When Intel's ARK pages for the upcoming Wildcat Lake family briefly went live, they listed Recommended Customer Pricing (RCP) along with the chips. Intel was quick to scrub the data, but thanks to timely Notebookcheck and archived snapshots from the Wayback Machine, we've caught a glimpse of Intel's steep pricing for these chips.
The RCP structure for Wildcat Lake starts at $304 and tops out at $470 for the highest variants. Intel often delists RCPs for OEM-only processors because they are generally just a ceiling for public and investor reference, or a baseline for smaller system integrators. Here are the models and their pricing:
- Core 3 305 - $309
- Core 5 320 - $320
- Core 5 330 - $309
- Core 7 350 - $470
- Core 7 360 - $426

Massive OEMs like Dell, HP, and Lenovo negotiate deep volume discounts for contracts that last for years. They operate under complex rebates, and once you factor in high-volume negotiations and subsidies, the effective cost per unit is significantly lower than $304. At first sight, the RCP can significantly skew a laptop's Bill of Materials (BOM).
Intel's RCP is for 1,000-unit trays. When a company like Dell spins up a mainstream budget line (think the Inspiron series or entry-level Latitudes), they aren't buying in thousands. For a major platform like Wildcat Lake, Dell's procurement contract will easily reach into the hundreds of thousands or the low-million-unit range over the architecture's lifecycle.
At this scale, OEMs dictate the pricing just as much as Intel does. RCP is the price a small system integrator can expect to pay. Our comparison with Mouser, a premier semiconductor distributor, showed that small-batch orders there carry a significant markup of up to $200 over the RCP.

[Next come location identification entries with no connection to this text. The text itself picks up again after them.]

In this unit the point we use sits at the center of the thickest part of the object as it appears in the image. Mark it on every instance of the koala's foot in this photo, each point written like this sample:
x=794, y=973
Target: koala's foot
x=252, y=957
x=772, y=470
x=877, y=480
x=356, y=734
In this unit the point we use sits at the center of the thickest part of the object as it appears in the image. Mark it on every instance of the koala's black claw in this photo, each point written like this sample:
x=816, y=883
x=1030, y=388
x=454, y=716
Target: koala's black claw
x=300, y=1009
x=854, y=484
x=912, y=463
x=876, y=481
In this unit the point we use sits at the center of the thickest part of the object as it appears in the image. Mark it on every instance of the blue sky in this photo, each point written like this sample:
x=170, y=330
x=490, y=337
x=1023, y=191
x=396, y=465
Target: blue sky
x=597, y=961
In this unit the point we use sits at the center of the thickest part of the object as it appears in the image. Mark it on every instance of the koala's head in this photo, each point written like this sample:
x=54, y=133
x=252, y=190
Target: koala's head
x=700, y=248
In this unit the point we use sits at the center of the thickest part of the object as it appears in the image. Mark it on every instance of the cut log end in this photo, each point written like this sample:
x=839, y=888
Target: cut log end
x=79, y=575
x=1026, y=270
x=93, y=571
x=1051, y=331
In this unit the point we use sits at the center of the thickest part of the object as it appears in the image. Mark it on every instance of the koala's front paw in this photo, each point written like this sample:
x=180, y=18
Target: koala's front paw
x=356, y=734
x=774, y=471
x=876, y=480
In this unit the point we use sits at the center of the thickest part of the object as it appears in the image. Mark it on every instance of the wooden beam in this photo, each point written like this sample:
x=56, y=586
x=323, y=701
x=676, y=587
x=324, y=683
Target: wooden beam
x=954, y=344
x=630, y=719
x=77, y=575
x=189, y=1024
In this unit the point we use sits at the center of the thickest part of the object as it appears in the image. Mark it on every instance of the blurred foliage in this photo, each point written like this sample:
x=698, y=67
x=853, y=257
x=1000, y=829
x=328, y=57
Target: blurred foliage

The fact that some of these prices even overlap with Panther Lake SKUs ($500-$1,000+ per model) suggests that Intel's RCPs are just the ceiling, not the floor, for a complex web of OEM rebates and volume discounts. All in all, we can expect Wildcat Lake laptops from major brands to land in the $500- $600 range, or even lower.
The real battlefield between Wildcat Lake and Apple's MacBook Neo remains build quality and the maturity of the Windows ecosystem. We hope that this time around, hardware partners step up their chassis designs, firmware, and displays, among other areas, to match the efficiency of the silicon.
Intel announced its Wildcat Lake family last month. Dubbed Core 300, these processors serve as the budget alternative to the Panther Lake lineup, targeting Apple's newest MacBook Neo. The family expands to a 6-core setup (2P+4LPE), with up to 2 Xe3 GPU cores, a 16-17 TOPS capable NPU, support for single-channel DDR5 memory, and a 15-35W TDP. Wildcat Lake is supposed to replace Alder Lake-U and Raptor Lake-U for the mainstream market, and we expect the first wave of laptops powered by these chips to debut at Computex next month.